MULTIPLE FLUID INTERACTIONS RECORDED IN TOURMALINE FROM THE DOROTHY CHINA CLAY PIT, CORNWALL, UK

Tourmaline (tur) can record geochemical signatures of its host rock and environment of formation, including multiple generations of fluid phase interactions. Fluid-mineral interactions in tur physically manifest as intricate chemical-zoning patterns, dissolution features, and recrystallization textures. These processes are highlighted in a tur sample from the Dorothy China Clay Pit (CCP), St. Austell, Cornwall, U.K. The sample is composed of elaborately zoned tur (85%), with crystals ranging in size from 1mm – 2 cm, within a quartz matrix (15%). Chemical and textural characterization of tur grains was carried out primarily through EPMA and BSE analyses.

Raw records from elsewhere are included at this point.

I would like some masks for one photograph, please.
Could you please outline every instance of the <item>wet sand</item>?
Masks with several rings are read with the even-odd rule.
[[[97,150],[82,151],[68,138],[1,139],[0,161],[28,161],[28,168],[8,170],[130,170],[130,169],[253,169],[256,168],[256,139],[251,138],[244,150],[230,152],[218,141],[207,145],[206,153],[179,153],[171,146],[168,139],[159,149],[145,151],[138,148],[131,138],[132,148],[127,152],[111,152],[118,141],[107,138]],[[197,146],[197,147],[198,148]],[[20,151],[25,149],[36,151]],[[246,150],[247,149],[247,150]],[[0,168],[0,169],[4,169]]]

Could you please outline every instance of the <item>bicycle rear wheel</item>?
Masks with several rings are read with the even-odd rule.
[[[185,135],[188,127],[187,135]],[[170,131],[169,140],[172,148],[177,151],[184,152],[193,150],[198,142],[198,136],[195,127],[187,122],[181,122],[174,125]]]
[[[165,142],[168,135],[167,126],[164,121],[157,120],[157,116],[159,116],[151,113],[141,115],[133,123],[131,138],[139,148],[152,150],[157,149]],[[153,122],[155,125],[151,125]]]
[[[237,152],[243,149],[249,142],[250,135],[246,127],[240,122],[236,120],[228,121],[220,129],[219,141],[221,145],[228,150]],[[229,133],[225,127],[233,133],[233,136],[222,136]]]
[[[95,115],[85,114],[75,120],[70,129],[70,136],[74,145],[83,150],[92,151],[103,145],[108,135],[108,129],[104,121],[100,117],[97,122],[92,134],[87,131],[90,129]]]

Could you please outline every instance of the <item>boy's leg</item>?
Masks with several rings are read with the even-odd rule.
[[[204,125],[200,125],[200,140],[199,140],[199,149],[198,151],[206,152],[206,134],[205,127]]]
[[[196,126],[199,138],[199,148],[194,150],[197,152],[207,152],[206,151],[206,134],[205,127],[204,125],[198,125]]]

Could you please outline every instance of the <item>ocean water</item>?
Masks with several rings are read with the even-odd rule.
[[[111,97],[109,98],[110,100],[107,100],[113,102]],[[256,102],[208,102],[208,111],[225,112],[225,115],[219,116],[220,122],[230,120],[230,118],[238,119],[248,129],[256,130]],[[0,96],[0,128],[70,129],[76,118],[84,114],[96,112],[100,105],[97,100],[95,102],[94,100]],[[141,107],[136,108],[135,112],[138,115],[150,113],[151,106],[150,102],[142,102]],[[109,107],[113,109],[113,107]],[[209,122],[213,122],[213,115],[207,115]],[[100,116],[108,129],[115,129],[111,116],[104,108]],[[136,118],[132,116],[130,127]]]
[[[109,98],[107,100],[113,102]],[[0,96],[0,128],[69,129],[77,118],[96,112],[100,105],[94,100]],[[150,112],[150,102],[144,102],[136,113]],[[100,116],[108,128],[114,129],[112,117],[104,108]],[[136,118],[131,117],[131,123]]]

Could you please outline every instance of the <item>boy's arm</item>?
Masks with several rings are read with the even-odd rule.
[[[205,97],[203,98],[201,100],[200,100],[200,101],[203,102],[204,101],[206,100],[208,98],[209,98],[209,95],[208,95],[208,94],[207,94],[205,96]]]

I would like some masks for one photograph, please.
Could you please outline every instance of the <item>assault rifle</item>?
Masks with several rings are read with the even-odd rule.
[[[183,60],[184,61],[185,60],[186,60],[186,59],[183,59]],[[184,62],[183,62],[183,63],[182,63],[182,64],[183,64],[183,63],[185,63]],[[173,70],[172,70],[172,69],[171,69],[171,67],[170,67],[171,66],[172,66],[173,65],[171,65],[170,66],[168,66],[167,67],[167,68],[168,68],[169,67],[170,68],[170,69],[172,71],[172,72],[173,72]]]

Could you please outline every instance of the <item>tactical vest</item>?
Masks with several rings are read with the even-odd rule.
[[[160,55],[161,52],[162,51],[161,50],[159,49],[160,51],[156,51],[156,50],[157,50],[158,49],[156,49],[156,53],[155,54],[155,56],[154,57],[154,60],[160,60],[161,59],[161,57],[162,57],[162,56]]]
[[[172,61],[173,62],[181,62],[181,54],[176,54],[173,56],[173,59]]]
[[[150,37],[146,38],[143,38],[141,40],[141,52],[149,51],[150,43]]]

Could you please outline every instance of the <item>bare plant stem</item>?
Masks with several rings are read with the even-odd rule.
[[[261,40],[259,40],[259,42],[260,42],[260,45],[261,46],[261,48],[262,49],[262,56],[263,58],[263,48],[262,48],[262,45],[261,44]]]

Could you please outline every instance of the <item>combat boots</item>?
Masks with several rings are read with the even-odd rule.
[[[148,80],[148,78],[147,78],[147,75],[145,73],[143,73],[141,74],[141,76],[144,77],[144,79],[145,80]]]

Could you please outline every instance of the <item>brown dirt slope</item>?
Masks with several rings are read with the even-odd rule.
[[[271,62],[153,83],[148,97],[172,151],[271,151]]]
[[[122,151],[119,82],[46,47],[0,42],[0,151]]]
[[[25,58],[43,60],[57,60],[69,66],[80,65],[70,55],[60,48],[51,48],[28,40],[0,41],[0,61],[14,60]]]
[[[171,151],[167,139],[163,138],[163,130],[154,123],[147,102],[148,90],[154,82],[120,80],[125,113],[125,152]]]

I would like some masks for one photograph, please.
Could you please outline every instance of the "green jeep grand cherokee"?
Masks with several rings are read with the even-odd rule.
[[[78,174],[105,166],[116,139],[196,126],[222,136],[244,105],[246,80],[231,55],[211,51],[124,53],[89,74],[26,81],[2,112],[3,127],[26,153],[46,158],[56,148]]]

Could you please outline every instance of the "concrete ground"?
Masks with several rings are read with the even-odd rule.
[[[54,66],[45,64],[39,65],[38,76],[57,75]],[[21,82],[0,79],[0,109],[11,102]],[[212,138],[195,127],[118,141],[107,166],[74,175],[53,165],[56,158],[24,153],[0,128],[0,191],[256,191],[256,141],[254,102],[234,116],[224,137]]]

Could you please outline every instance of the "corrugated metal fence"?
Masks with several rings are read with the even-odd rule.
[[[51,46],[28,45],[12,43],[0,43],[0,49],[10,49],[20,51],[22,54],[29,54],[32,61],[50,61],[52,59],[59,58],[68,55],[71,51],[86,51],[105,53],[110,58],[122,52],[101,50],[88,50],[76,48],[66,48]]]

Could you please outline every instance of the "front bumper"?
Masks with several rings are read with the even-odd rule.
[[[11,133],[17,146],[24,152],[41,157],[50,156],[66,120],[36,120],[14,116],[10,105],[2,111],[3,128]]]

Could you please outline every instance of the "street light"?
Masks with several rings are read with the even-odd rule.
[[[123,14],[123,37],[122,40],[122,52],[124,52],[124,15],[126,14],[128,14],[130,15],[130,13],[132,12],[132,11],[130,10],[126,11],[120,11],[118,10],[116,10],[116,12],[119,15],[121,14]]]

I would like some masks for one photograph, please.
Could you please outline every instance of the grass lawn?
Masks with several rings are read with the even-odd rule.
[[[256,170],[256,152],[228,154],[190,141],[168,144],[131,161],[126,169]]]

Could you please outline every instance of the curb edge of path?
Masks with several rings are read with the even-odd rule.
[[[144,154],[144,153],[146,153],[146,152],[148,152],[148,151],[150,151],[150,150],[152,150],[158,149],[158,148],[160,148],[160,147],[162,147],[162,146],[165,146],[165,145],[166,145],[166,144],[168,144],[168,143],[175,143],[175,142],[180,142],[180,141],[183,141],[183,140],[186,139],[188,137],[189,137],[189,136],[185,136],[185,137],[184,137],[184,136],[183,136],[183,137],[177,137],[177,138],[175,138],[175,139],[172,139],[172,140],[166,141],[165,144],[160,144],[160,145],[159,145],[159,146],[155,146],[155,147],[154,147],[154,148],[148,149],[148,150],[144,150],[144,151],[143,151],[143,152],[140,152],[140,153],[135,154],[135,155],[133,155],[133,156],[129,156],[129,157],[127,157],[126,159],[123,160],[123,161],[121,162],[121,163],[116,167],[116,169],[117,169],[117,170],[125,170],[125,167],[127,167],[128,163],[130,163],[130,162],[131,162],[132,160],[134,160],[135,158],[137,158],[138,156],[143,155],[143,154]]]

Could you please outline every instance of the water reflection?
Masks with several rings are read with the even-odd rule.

A large euhedral crystal oriented along the c axis displays zoning from the base to the tip, which is replaced by feathery zoning and fibrous tur, and surrounded by an oscillatory zoned rim. A late homogeneous tur overgrows these crystals and appears to also partially replace the matrix quartz. A lengthwise traverse of 275 analytical points reveals a wide variety of tur species within the single grain, reflective of the fine scale compositional heterogeneity. The core is composed of Li-bearing species, rossmanite, elbaite, and fluor-elbaite which are partially replaced by Fe-richer species fluor-schorl, oxy-schorl, schorl and foitite. The outer rim predominantly consists of Fe-bearing oxy-dravite. Such zoning and replacement textures suggest at least four distinct generations (gen) of tur growth. Gen 1 Li-rich tur, Gen 2 schorl, Gen 3 oxy-dravite with Gen 4 overgrowing the previous tur generations and quartz. The extreme compositional variation and fine-scale zoning result from multiple stages of fluid interactions in an open system. When new fluids infiltrated, tur dissolved and reprecipitated to attain equilibrium. Likely the original elbaite crystallized in a hydrothermal environment. Gen 2 tur formed by infiltrating fluids richer in Fe, B, Na, and F which removed Li and Al. Gen 3 fluids had lower Na and higher Mg. The final fluids, richer in Fe, B, Na, Al, and F with low Si, resulted in Gen 4 Fe-rich schorl overprinting the original matrix phase, retaining its habit. This study provides a detailed chemical characterization of tur from the Dorothy CCP deposit, underscoring its utility as a geochemical recorder of hydrothermal activity reflected by multi-generational self-cannibalization of tur grains.